Las Vegas Sun

May 3, 2024

Regina Miller has big plans for the Lady Rebels

Regina Miller must have known the comparison would be made sooner or later, it just came sooner than she had anticipated.

Less than 20 minutes after being introduced as the new head coach of the UNLV women's basketball program, Miller was asked about her 60-100 career record as the head coach at Western Illinois University. Her record is eerily similar to that of former Lady Rebels head coach LaDonna McClain, who came to UNLV with a 60-103 career mark and lasted less than two seasons.

"That's a fair question," Miller said. "But I think it's important to put it in perspective. I've always tried for a very challenging schedule -- we've always played Big Ten and top-20 schools at Western Illinois.

"I think my overall record could be 100-60 if I had gone out and scheduled lower Division I schools, but it was not going to give us any national exposure."

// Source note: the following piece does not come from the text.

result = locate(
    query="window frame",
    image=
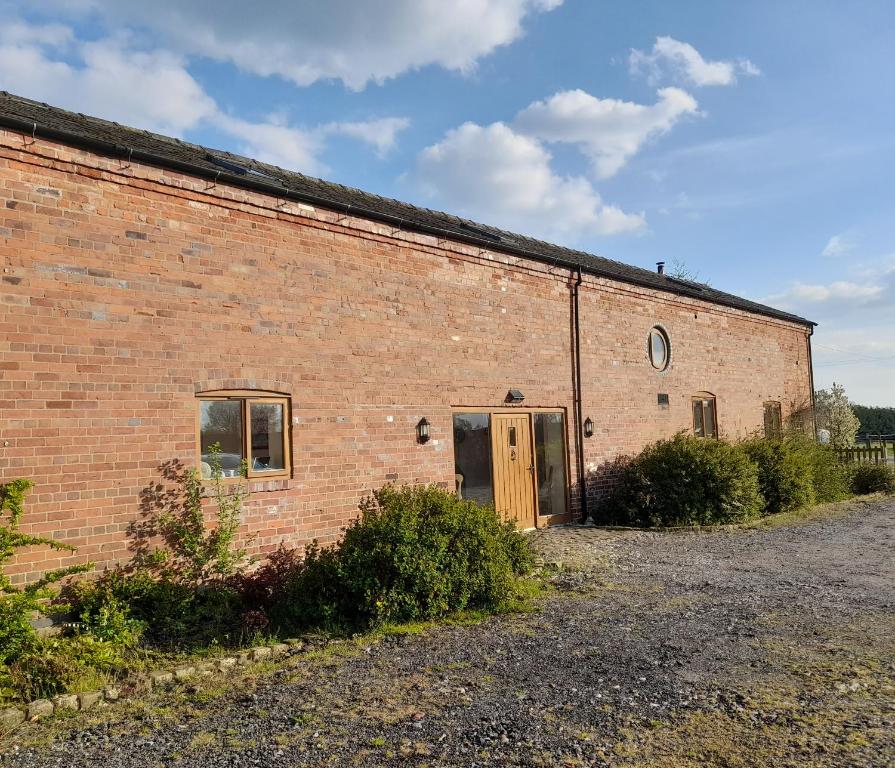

National exposure is what Miller said she plans to return to the Lady Rebels basketball program, which has suffered through four straight losing seasons and has won only four games in each of the past three seasons.

UNLV athletic director Charles Cavagnaro said he believes Miller is the right person to return the program to national prominence and attempted to diffuse any comparisons between Miller and McClain.

"What Regina brings to the table is that she has played and she has coached at the highest level of women's basketball," Cavagnaro said. "Even beyond that, the Olympic committee doesn't pick people to coach just because they're nice -- they pick them because they have skills and knowledge of the game.

"Everyone I talked to -- up to and including the president of the university -- said that she just didn't have the tools there to do her job and it's just as clear as the nose on your face."

Miller was tabbed by USA Basketball last summer to serve as an assistant coach for the USA National Team at the 1997 World Championships Qualifier in Sao Palo, Brazil. The U.S. team captured the silver medal and earned a berth in the World Championship Tournament next month.

Miller, who signed a three-year contract for $85,000 a year, turned Western Illinois into a NCAA Tournament team in just her third season in Macomb, Ill. After posting a 3-21 record in her first season at WIU, the Westerwinds went 15-13 in 1993-94 and 17-11 the following season, winning the Mid-Continent Conference regular-season and conference tournament titles and qualifying for the NCAA Tournament.

WIU lost all five of its starters following the 1994-95 season and, faced with another rebuilding project, Miller's teams posted 10-17, 7-20 and 8-18 records the past three seasons.

Miller said that because of the resources available at the university and in the community, she believes she can rebuild the once-proud Lady Rebels program.

"It's ... a fairly easy task to get it done -- I feel very confident that way," Miller said. "It's a challenge and it's going to take a lot of hard work but I'm committed to make that happen."

Miller said there are some parallels between her situation at UNLV and when she took over at WIU.

"This is a situation where there are a lot of seniors (seven) in the program and my goal is to help the seniors here have the very best year that they can have," Miller said. "With the graduation of so many players (next year), it opens up the opportunity to bring in a big recruiting class and that was the same thing that happened to me at Western Illinois."